Le testimonianze sono state rese nell’ambito di uno stralcio del processo contro le numerose persone che, a vario titolo, erano state individuate dalla procura distrettuale antimafia di Brescia come coloro che avrebbero contribuito all’evasione e alla successiva latitanza: in particolare davanti al Collegio del Tribunale di Bergamo presieduto dal giudice Valeria de Risi, a latere Maria Luisa Mazzola e Stefano Storto, sono imputati Salvatore Cannella, cugino di Radosta, difeso dall’avvocato Vincenzo Castellano di Sciacca, e Roberta Rinaldi, moglie di Stefano Milioti, amico di Radosta e già processato per favoreggiamento a Brescia, difesa dall’avvocato bresciano Sara Girelli. Cannella è accusato di corruzione per aver materialmente consegnato duecento milioni di lire all’ex agente penitenziario Raffaele Di Simone, per favorire l’evasione; invece la Rinaldi deve rispondere di favoreggiamento, per aver ospitato insieme al marito a Torino i due fuggiaschi e aver poi fatto loro dei bonifici.
Nella sua deposizione Radosta ha precisato che «qui la mafia non c'entra e io non c'entro con quell'ambiente, la fuga l’abbiamo organizzata perché volevo la libertà». Sollecitato dalle domande del pm in aula, Manuela Cantù, Radosta ha ripercorso le fasi della sua evasione, dall'«accordo con Di Simone» alla fuga a Clusone, poi a Torino, in Spagna e infine in Marocco. Diversa la versione di Leitner che imputa a Radosta di aver fatto tutto lui in un'evasione «organizzata ad alti livelli della mafia e nella quale io sono capitato per caso e non ho pagato nulla. De Simone? Solo manovalanza, credo che ci fossero altri coinvolti nel carcere». Confermati i trasferimenti a Clusone, Torino e in Spagna «ma non ho mai conosciuto Cannella e la Rinaldi non sapeva nulla di noi».
LE TAPPE DELLA VICENDA
14-15 ottobre 2004 - Emanuele Radosta e Max Leitner, con la complicità di una guardia penitenziaria del carcere di Bergamo evadono e si danno alla macchia, fuggendo inizialmente verso Clusone e poi a Torino. Nei giorni successivi, mentre sono in corso le ricerche, Raffaele Di Simone, agente di custodia, viene indagato per procurata evasione.

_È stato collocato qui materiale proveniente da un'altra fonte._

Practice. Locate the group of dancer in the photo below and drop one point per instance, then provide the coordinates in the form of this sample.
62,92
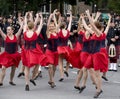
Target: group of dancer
85,51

30 ottobre 2004 - I due evasi lasciano l’Italia in auto, e raggiungono Valencia, dove si trattengono alcuni giorni. Poi la fuga prosegue fino a Rabat, in Marocco. Lì restano latitanti fino a fine dicembre dello stesso anno, quando vengono arrestati e portati nel carcere locale. Qualche tempo dopo l’estradizione in Italia, dove sono ora detenuti.
Aprile 2005 - L’ex agente di custodia Raffaele Di Simone davanti al gup di Bergamo patteggia due anni e sei mesi di reclusione per aver favorito Leitner e Radosta nell’evasione, fornendo loro una scala e due telefoni cellulari, oltre che aprendo loro le porte del carcere.
27 giugno 2007 - Leitner e Radosta vengono condannati per evasione dal gup di Brescia a tre anni e otto mesi (condanna ridotta di 4 mesi e pendente in Cassazione per Leitner), Di Simone viene condannato ad altri due anni per episodi di spaccio in carcere. Vengono condannate (per partecipazione a vario titolo nelle fasi dell’evasione) altre 13 persone, alcune vengono mandate a giudizio e 4 vengono invece prosciolte.
Prossima udienza l’11 marzo, con la deposizione degli imputati.